Do your cities have inns, taverns, houses? Temples and sanctuaries? What about some less frequently thought of structures like places for spectating, sanitation, or transportation?
Use the month of March and this list of prompts to fill out the cities of your world! Building names, stubs, paragraphs, or full articles, any method of worldbuilding is a success for this.
Whoops we're already 3 days into March, fashionably late as usual
This list of prompts is intended to be setting agnostic, and should fit within any genre, time period, or style of world. For the most part, it's a list of things that a building would be designed
for. Something like a building for Transportation, for example, could be anything such as a train station or landing pad, or even carriage parking and horse stables.
You can find the list below, but a far more interesting and interactive place to view and use the list would be on
Catoblepon's spreadsheet of many community prompts! You can find the spreadsheet
here, which you should definitely use! You can fill it out along side your fellow worldbuilders, and even include links to them should you feel like it -- and get a chance to see what others are building as well!
The List
1. Domestic
2. Community
3. Vacation
4. Viewpoint
5. Plaza
6. Production
7. Prisoner
8. Care
9. Exchange
10. Storage
11. Sanctuary
12. Temporary
13. Transportation
14. Spectator
15. Multi-family
16. Historical
17. Ruined
18. Marriage
19. Asylum
20. Education
21. Worship
22. Grid
23. Complex
24. Mobile
25. Gathering
26. Podium
27. Play
28. Exercise
29. Sanitation
30. Enforcement
How to win Marchitecture
Create one generic article, and use it to house all 30 of these architecture related prompts. Your mission, should you accept it, is to write at least 50 words relating to these prompts! Nice and easy! This can be accomplished in many ways: creating stubs for every prompt, writing small blurbs for them, creating articles, or my favourite option, drawing/designing a building and writing a few words of description :O
Winners will win: being awesome. And this awesome badge that you can display on your article!
Oooo! Ahhhh! Baaaadge!
Resources
Here's a quick little selection of things that I think are important to think about when designing or planning out a building, be it designing the actual structure or writing about its history! Of course there are already many lovely prompts within the building template to help write about your structures, but many of these help plan the very building itself.
Program
A building's "program" is in essence why the building should exist in the first place. What is the buildings purpose, and what are the purposes of the rooms? For example, "a space for people to sleep, live, cook, eat, and take care of themselves" would be a program fitting both for a single family house or for a hotel.
Concept
A building's concept is similar to it's program, but more nebulous and subjective. A concept is what ties together a buildings entire design, it should inform every decision made.
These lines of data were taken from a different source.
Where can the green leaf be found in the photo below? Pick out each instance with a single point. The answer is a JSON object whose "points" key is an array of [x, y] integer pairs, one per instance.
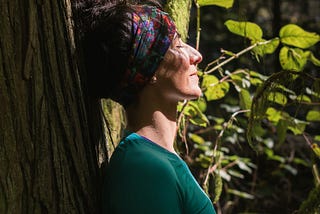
{"points": [[245, 99], [201, 103], [195, 115], [196, 138], [240, 194], [303, 98], [293, 59], [267, 48], [313, 115], [316, 149], [314, 60], [221, 3], [273, 115], [246, 29], [282, 127], [289, 168], [278, 97], [213, 89], [297, 126], [293, 35]]}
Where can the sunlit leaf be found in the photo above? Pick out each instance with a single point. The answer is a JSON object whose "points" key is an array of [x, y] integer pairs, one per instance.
{"points": [[267, 48], [277, 97], [235, 173], [289, 168], [314, 60], [272, 156], [249, 30], [245, 99], [240, 194], [316, 149], [195, 115], [221, 3], [294, 35], [244, 166], [201, 103], [273, 114], [282, 127], [213, 89], [297, 126], [313, 115], [303, 98], [293, 59], [301, 161]]}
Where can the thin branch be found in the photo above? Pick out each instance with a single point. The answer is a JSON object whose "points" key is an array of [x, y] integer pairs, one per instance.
{"points": [[237, 55]]}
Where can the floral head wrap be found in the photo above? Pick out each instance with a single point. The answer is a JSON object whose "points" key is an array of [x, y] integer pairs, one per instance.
{"points": [[153, 31]]}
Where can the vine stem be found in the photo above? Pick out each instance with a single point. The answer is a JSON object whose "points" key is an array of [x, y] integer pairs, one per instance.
{"points": [[211, 168], [236, 56]]}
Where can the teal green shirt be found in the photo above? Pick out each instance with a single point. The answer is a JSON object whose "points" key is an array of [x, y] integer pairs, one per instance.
{"points": [[144, 178]]}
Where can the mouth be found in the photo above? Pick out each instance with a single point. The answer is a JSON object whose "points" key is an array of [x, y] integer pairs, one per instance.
{"points": [[194, 74]]}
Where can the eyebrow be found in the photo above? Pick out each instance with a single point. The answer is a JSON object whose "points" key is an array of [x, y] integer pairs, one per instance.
{"points": [[177, 35]]}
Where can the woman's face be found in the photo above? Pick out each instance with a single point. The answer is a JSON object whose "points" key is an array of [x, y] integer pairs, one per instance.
{"points": [[177, 77]]}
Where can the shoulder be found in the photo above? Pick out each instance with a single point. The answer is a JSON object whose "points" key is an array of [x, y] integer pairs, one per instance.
{"points": [[136, 156]]}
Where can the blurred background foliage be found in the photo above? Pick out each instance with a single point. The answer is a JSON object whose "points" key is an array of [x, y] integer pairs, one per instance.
{"points": [[252, 140]]}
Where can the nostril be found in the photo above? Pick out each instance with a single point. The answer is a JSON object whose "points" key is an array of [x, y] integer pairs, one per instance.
{"points": [[196, 58]]}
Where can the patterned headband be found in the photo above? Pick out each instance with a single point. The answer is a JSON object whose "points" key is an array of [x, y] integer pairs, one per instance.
{"points": [[153, 32]]}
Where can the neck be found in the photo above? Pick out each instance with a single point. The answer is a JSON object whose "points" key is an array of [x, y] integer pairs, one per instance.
{"points": [[155, 121]]}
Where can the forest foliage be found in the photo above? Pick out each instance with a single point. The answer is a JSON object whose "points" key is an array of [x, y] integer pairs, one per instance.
{"points": [[248, 120]]}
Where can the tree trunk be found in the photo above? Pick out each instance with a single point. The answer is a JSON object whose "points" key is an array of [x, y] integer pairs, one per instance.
{"points": [[47, 158]]}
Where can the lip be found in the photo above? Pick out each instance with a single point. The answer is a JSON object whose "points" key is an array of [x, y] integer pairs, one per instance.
{"points": [[194, 73]]}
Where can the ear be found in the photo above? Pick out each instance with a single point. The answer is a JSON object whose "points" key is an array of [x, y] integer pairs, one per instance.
{"points": [[153, 80]]}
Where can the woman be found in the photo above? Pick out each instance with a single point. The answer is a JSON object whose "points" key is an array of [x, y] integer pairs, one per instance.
{"points": [[135, 56]]}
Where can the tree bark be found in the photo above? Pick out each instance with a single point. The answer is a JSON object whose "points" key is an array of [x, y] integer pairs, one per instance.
{"points": [[48, 162]]}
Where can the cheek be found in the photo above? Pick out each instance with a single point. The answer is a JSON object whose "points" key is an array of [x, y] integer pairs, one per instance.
{"points": [[175, 61]]}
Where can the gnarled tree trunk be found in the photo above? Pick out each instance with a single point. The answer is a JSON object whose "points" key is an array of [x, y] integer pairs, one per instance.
{"points": [[47, 160]]}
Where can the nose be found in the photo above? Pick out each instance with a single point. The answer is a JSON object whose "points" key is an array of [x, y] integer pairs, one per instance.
{"points": [[195, 56]]}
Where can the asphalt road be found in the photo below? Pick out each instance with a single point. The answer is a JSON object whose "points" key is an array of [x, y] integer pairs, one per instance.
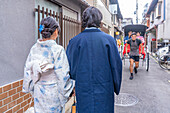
{"points": [[152, 89]]}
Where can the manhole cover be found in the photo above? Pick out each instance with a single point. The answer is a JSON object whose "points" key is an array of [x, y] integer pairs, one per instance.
{"points": [[124, 99]]}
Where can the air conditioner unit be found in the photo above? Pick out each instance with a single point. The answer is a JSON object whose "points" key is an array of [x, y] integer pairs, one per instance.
{"points": [[113, 8]]}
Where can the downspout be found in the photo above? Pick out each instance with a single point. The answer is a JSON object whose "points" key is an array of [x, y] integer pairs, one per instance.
{"points": [[164, 10]]}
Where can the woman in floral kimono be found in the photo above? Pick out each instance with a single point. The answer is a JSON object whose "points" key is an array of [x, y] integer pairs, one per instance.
{"points": [[46, 74]]}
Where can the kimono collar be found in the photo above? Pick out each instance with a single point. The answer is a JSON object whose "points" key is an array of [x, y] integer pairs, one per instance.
{"points": [[46, 43]]}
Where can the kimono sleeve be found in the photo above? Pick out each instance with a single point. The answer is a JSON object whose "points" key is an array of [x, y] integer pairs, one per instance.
{"points": [[65, 84], [27, 81], [116, 66]]}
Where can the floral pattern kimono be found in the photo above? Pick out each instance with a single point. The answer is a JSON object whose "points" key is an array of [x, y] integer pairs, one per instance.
{"points": [[46, 77]]}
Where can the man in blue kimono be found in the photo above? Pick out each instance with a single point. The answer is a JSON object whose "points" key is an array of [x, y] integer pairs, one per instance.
{"points": [[96, 66]]}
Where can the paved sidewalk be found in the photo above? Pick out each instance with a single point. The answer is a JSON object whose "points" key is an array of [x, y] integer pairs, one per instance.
{"points": [[151, 88]]}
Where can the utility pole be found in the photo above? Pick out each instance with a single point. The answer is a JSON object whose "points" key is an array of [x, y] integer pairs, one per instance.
{"points": [[136, 11]]}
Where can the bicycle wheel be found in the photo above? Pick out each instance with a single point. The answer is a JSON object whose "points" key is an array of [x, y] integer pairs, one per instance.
{"points": [[164, 62], [147, 62]]}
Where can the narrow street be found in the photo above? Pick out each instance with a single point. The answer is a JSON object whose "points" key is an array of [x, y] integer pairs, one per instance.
{"points": [[152, 90]]}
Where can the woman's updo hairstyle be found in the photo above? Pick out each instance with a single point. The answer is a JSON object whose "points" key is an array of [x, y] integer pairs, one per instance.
{"points": [[49, 26], [92, 17]]}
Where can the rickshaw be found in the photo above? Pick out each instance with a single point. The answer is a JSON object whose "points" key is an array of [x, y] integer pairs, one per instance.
{"points": [[145, 53]]}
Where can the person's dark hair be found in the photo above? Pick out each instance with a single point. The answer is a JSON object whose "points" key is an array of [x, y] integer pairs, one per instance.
{"points": [[49, 26], [134, 33], [92, 17]]}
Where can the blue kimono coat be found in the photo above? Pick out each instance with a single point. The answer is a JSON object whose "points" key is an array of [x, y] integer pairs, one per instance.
{"points": [[96, 66]]}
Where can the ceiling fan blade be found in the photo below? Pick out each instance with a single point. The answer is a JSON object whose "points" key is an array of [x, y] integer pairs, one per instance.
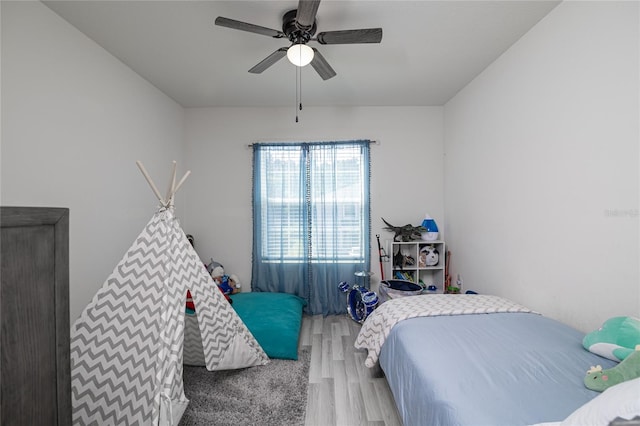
{"points": [[321, 65], [244, 26], [365, 35], [269, 60], [306, 15]]}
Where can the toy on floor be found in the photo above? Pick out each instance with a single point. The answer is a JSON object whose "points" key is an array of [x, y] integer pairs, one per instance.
{"points": [[360, 301], [598, 379], [229, 284], [615, 340]]}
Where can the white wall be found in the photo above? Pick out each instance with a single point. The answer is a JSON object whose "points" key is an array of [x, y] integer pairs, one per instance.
{"points": [[406, 169], [541, 169], [74, 121]]}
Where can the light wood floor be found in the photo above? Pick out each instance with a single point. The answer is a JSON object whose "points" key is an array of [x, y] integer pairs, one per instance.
{"points": [[342, 391]]}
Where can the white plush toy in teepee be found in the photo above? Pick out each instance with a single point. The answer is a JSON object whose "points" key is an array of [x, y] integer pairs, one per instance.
{"points": [[127, 346]]}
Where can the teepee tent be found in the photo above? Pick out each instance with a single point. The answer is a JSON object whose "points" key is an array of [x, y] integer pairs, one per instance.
{"points": [[127, 345]]}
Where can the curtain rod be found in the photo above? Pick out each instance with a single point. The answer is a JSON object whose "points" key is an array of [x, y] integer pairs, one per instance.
{"points": [[371, 142]]}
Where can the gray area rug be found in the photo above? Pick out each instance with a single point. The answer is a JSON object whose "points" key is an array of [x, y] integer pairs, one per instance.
{"points": [[273, 394]]}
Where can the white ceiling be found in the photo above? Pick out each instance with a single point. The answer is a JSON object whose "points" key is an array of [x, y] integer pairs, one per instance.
{"points": [[429, 51]]}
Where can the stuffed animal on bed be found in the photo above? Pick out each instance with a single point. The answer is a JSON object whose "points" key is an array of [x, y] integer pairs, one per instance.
{"points": [[598, 379], [615, 340]]}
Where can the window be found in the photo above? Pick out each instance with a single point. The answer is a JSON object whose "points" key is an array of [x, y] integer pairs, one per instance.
{"points": [[311, 206]]}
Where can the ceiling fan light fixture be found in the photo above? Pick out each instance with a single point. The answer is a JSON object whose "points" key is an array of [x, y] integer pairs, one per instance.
{"points": [[300, 54]]}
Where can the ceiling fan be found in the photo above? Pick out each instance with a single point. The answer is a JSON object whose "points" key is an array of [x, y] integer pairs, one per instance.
{"points": [[299, 26]]}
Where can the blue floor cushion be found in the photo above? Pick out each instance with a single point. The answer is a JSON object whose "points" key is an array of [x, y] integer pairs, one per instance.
{"points": [[274, 319]]}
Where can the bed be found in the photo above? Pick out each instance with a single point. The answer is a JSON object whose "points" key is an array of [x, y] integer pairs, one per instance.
{"points": [[479, 360]]}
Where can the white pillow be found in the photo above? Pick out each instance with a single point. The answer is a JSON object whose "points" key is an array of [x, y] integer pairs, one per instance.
{"points": [[621, 400]]}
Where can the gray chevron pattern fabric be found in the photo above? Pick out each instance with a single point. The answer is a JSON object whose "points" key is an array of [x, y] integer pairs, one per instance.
{"points": [[127, 345], [378, 325]]}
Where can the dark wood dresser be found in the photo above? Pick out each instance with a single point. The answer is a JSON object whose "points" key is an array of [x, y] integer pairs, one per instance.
{"points": [[35, 378]]}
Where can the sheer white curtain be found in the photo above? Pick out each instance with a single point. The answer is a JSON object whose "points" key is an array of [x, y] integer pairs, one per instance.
{"points": [[311, 219]]}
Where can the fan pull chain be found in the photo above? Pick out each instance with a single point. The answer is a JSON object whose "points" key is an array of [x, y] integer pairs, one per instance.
{"points": [[295, 104], [298, 104]]}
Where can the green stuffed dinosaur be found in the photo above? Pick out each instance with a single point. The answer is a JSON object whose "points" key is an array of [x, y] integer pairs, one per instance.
{"points": [[616, 338], [598, 379]]}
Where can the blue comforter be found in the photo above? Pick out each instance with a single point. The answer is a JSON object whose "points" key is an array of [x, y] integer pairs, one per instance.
{"points": [[486, 369]]}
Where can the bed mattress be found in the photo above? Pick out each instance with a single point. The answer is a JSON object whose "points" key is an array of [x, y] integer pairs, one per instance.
{"points": [[486, 369]]}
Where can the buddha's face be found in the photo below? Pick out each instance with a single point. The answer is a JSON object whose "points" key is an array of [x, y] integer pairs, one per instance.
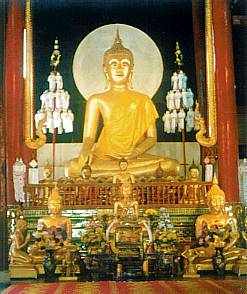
{"points": [[123, 165], [194, 174], [54, 206], [118, 70], [86, 173], [47, 173], [217, 203], [159, 173]]}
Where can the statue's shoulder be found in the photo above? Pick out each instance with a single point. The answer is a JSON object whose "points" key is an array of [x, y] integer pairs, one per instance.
{"points": [[140, 95], [203, 217], [98, 96]]}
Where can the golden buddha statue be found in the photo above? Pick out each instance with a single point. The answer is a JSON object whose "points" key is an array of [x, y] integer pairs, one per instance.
{"points": [[18, 249], [129, 128], [127, 205], [123, 177], [217, 229], [55, 219], [86, 173], [47, 174], [193, 193]]}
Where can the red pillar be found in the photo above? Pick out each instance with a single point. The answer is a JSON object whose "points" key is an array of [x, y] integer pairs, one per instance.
{"points": [[226, 102], [14, 93]]}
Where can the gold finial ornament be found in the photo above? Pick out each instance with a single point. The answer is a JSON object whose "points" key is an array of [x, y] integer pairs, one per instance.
{"points": [[54, 197], [29, 90], [56, 55], [215, 189], [118, 49], [179, 55], [193, 166]]}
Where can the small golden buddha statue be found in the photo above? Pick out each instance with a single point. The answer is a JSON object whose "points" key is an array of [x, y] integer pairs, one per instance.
{"points": [[86, 173], [55, 219], [128, 206], [193, 193], [123, 176], [129, 128], [18, 249], [47, 174], [218, 229]]}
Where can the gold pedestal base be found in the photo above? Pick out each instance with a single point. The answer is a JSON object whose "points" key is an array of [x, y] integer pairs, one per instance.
{"points": [[67, 278], [23, 271], [240, 268], [210, 267], [191, 276]]}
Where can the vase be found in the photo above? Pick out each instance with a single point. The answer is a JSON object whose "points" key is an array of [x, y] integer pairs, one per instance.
{"points": [[219, 261]]}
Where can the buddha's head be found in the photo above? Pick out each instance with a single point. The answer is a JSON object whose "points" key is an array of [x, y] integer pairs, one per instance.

An example concept for a church with massive clear windows and large overhangs might be "blurring the lines between interior and exterior".
Style
Not every setting will have every style of architecture, but it's good to look at them for inspiration. Additionally, think about the political and social climate that existed when a style was both concieved of and most popular during -- what about those time periods informed that style, and how does that change the building?
Site
Bad architecture is a building simply dropped into a random site. Good architecture takes into account the context surrounding the building. How do the surrounding structures, nearby forests, or staggering views of colossal mountains (or gods) change how a building might be designed? What about water, or soil types? Wind?
Scope
In essence, how big should this building be? Every typology of building can have big or small scopes. Is it a clinic for local people suffering from colds or small scale ailments, or is this a massive hospital complex that houses a nations top medical professionals, serving people all across a country?
Designer
While yes, you are the designer of this building, who might the designer be in your world? Are they famous for a certain style, are their buildings tourist attractions simply for being designed by them? Perhaps it wasn't an architect, but instead a builder who designed and built the project entirely themselves.
Materials
What is your building made out of, why, and how do these materials come together? Is it stone, bricks, adobe, steel, metal, futuristic material, glass, wood, brick... so many materials, and so many reasons why each might be chosen. Locality, ease of use, display of wealth, connection to the environment -- endless!
Controversy
Perhaps people hated the designer, or perhaps the chosen site has been fought over for many years. What if the building was in a radically new style that the current general public hated in comparison to what they were used to. Maybe there was shoddy construction, or incredible corruption in the process.
Client
Who is this building for? Many types of buildings are made for private clients -- things like houses, villas, or even warehouses or factories. Some are built for municipalities or governments, such as schools or hospitals -- yet those can be for private clients in particular situations as well.
Inspiration
Need a little something to get started? Here's a brief collection of links to things that you may find useful:
Lovely challenge! I love how you gave ideas of what to write about a building wiith the style, scope, program, etc blurbs! Hyped to participate!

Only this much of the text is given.